Libertà accademica a rischio

Nel corso della sua lunga carriera, Fariba Adelkhah ha affrontato una molteplicità di temi: genere, migrazioni, flussi transnazionali, pellegrinaggi. È insomma un’antropologa del movimento, delle «mille e una frontiere dell’Iran», sempre attenta ad ancorare il suo lavoro sul campo sia in Iran che in Afghanistan, ma anche nel Golfo o in California. E dunque vincolata, costretta, ma sempre dotata di grande immaginazione, la studiosa ha fatto della sedentarietà del carcere un nuovo oggetto di riflessione, un farsi da parte imposto, ma innegabilmente fruttuoso.

Il suo caso e quello del suo collega Roland Marchal, arrestato insieme a lei e liberato quasi dieci mesi dopo, avevano provocato un’importante mobilitazione nella comunità scientifica. La loro detenzione incarnava i legittimi timori di fronte alle pressioni esercitate sulla libertà accademica da sempre più paesi, non solo in Medio Oriente. È stato grazie a questa mobilitazione e alla sua stessa determinazione che Fariba Adelkhah è stata graziata, senza però ricevere l’assoluzione dalle accuse infondate. Senza quindi vedere la sua reputazione riabilitata, e senza avere la garanzia di un eventuale ritorno in Iran per condurre le sue ricerche. Fare antropologia in carcere

In Prisonnière à Téhéran Adelkhah ha deciso di fare di questo campo non scelto un luogo di esercizio della sua pratica di ricercatrice in scienze sociali, al di là del trauma evidente della sua condanna arbitraria e dei mesi trascorsi tra quattro mura. Se i lavori scientifici sulle carceri si limitano generalmente a delle incursioni molto puntuali, Fariba Adelkhah ci mostra la quotidianità, le strategie individuali e collettive nella sezione femminile, le interazioni con le autorità penitenziarie e giudiziarie, senza mai autocommiserarsi.

Si tratta di un’opera straordinaria, perché lascia trasparire la dimensione umana, persino intima, del lavoro nelle scienze sociali, troppo spesso elusa e qui invece, per cause di forza maggiore, situata al cuore della riflessione. Fariba Adelkhah addomestica l’immobilità e l’analizza: «la vera tortura era l’attesa, come una condanna anticipata, senza tribunale, senza giudice né sentenza». Traspare allora il coraggio e l’ingegno dell’autrice, ma anche quello delle sue compagne di sventura, detenute o anche secondine, per rendere la loro condizione più sopportabile.

La serie di capitoli, come altrettante pillole e cronache snocciolate una dopo l’altra, offre uno sguardo non lineare sui suoi 53 mesi di detenzione.
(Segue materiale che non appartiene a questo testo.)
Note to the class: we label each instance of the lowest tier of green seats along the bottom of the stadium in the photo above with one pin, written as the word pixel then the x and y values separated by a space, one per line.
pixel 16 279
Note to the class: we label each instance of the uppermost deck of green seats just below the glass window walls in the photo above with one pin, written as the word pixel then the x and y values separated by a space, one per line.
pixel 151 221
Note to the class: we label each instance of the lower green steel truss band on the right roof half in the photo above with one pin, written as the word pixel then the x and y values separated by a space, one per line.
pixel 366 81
La liberazione finale non costituisce dunque l’atteso lieto fine né rappresenta la luce in fondo al tunnel, non c’è nessuna suspense, neppure amarezza. L’intenzione è un’altra, e si fonda su un desiderio di fare luce su un’esperienza, sicuramente opprimente e assurda, ma pur sempre umana e sociale, a tratti spirituale. A volte durante la lettura ci si può sorprendere anche a sorridere.
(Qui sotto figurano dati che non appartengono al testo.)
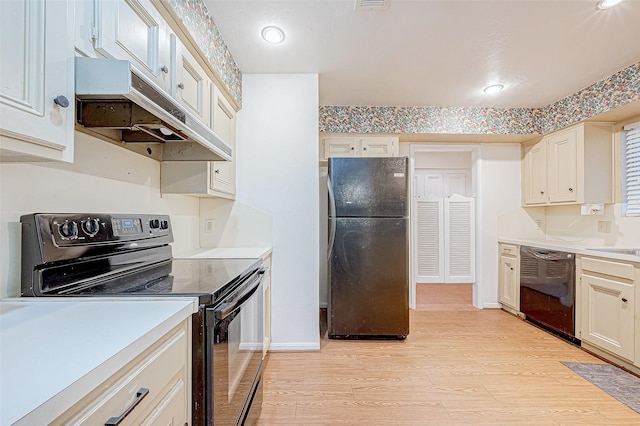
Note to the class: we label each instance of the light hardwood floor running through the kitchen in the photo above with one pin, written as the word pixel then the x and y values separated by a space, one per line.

Una finestra sull’Iran contemporaneo

Prisonnière à Téhéran si sforza di mostrare e far comprendere le pratiche concrete delle detenute e dell’amministrazione. Tra questi aspetti si può citare quello della permeabilità dell’universo carcerario agli sconvolgimenti esterni, ad esempio nel periodo delle contestazioni del movimento «Donna, vita, libertà», e la persistenza di forme di impegno delle prigioniere, anche solo per rivendicare l’accesso all’acqua calda. Società politica in miniatura, la prigione stessa funziona come cassa di risonanza delle rivalità tra i diversi servizi di sicurezza e ministeri. «Se volessi scrivere un romanzo poliziesco mi basterebbe descrivere la quotidianità di Evin», azzarda l’antropologa. Oltre a quei passaggi in cui non si sottrae ai momenti di intima disperazione, Fariba Adelkhah mette in luce i momenti in cui affiora la solidarietà, il sale della vita e la sua poesia, facendo così del carcere una finestra sull’Iran per quello che realmente è.
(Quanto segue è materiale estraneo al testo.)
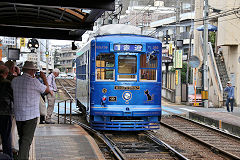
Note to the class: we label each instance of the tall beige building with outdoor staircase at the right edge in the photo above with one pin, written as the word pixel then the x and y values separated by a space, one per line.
pixel 225 40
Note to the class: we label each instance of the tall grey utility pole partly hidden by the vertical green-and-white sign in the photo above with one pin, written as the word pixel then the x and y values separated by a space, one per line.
pixel 178 71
Dunque, la forza del diario di appunti dell’antropologa conferisce all’opera nel suo complesso un carattere prezioso, pieno di speranza e di una tenerezza sorprendente. Lo sguardo dell’autrice sa trarre dagli eventi talvolta aneddotici e dai ritratti individuali delle riflessioni profonde. Il testo dimostra l’integrità dell’impegno scientifico di Fariba Adelkhah, lontano dai compromessi immaginati e inventati dalle menti dello stato iraniano con la loro ossessione per la sicurezza. L’opera funge così da rivalsa verso coloro che l’hanno creduta una spia, impedendole di fare il suo lavoro e incarna la testardaggine di un’accademica che, trasformando la privazione della libertà (la massima forma di coercizione) in un oggetto dell’antropologia, dimostra l’attaccamento irreprensibile al proprio mestiere. Il lettore ne esce impaziente di scoprire il seguito delle avventure scientifiche, a piede libero e in movimento, di questa grande ricercatrice.